If you have a bunch of Marriott points stashed, it’s a good idea to lock in the prices for hotel stays you want now based on award chart rates before the program changes in March 2022. It’s unknown if you’ll be better off with the flexible rates or not, but I’m leaning towards the more pessimistic end.
I myself have locked in the rates for one night stays at The Mitsui Kyoto and The Ritz-Carlton Kyoto for my upcoming trip in Japan on July of 2022 with a total of 170,000 Marriott Bonvoy points. I have a feeling that those are the types of properties that will be mostly affected negatively by the dynamic pricing changes as the points redemption is favorable compared to the cash rate.
Marriott cancellation policy on award stays are pretty flexible until a few days before your actual stay date, so it doesn’t hurt to book now and cancel later if you have to. It’s possible that you may end up booking at a lower price by periodically checking for the price and re-book at the new rate.
The dynamic pricing seem to affect popular spots for aspirational trips like the Maldives the most as you can get a lot of value from booking with Marriott points currently, especially with the Fifth Night Free benefit, where the fifth night of a stay is free when 4 nights are booked consecutively with points. The Fifth Night Benefit will be here to stay according to Marriott.

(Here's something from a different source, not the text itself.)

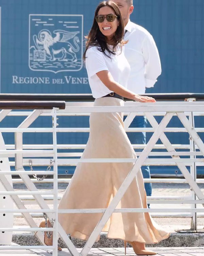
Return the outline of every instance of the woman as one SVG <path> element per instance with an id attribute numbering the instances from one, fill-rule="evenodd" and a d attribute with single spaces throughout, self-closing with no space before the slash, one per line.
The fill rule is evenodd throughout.
<path id="1" fill-rule="evenodd" d="M 97 7 L 84 54 L 94 106 L 123 106 L 123 97 L 140 102 L 154 102 L 125 88 L 130 68 L 123 52 L 124 25 L 114 2 Z M 123 113 L 92 113 L 90 131 L 82 158 L 136 158 L 124 130 Z M 60 202 L 59 209 L 106 208 L 132 168 L 133 163 L 80 163 Z M 141 170 L 118 207 L 147 208 Z M 87 240 L 102 213 L 60 214 L 58 221 L 67 233 Z M 138 255 L 153 255 L 145 243 L 168 237 L 148 213 L 114 213 L 104 227 L 109 238 L 129 243 Z M 99 237 L 98 238 L 98 240 Z"/>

I try to find some silver linings on the dynamic pricing change. The only thing I could think of is that it may fix the points redemption rates on certain hotels. A good example would be the W Hotel in San Francisco, where the cash rate occasionally falls under $200, but is listed as a Category 7, which requires at least 50,000 Marriott Bonvoy points on Off-Peak to redeem for a single night.
Flexible Free Night Award
Marriott will be adding a feature to the free night awards we get annually from co-branded Marriott credit cards. You’ll be able to add a “booster shot” to the free night awards up to 15,000 points with your Marriott Bonvoy points stash. It seems that not only humans are getting booster shots during these unusual times.
- 50,000 points free night certificates from the Bonvoy Brilliant and Ritz-Carlton Rewards Card can be boosted up to 65,000 points.
- 35,000 points free night certificates from the Bonvoy Business and Boundless can be boosted up to 50,000 points.
This is a positive development and can somewhat alleviate the 50,000 points certificate problem I mentioned on my Bonvoy Brilliant Card review. But, with the introduction of dynamic pricing, it’s dubious if this is actually that great. It certainly won’t help much if the free night certificates are still a bit difficult to gain outsized value due to points inflation that dynamic pricing may bring.
There is no set date announced when the flexible free night award change will apply, except that it will happen in early 2022. So, it’s possible that it can get introduced before March 2022 where it’ll be easier to extract value from the free night award booster shot.
The changes overall appears to be an overall devaluation to the Marriott Bonvoy program, which serves as a great reminder to not hoard and follow the mantra of “earn and burn” when it comes to points. Dynamic pricing appears to be a natural progression for airline and hotel loyalty programs, and it has been this way with programs like Delta, United, Hilton, and IHG. On the same day, Hyatt went live with their peak pricing award chart. It’s only a matter of time before they follow suit later down the road as well.
Hotel points generally have been weaker in value overall compared to transferable points and airlines, and elite status has so far been the more worthwhile thing to pursue rather than collecting points for free night stays.
As a friendly reminder, my thoughts and predictions are simply speculations. I’m aware that emotions are high when changes are happening on a program people are used to. We’ll see how things play out when the changes do happen.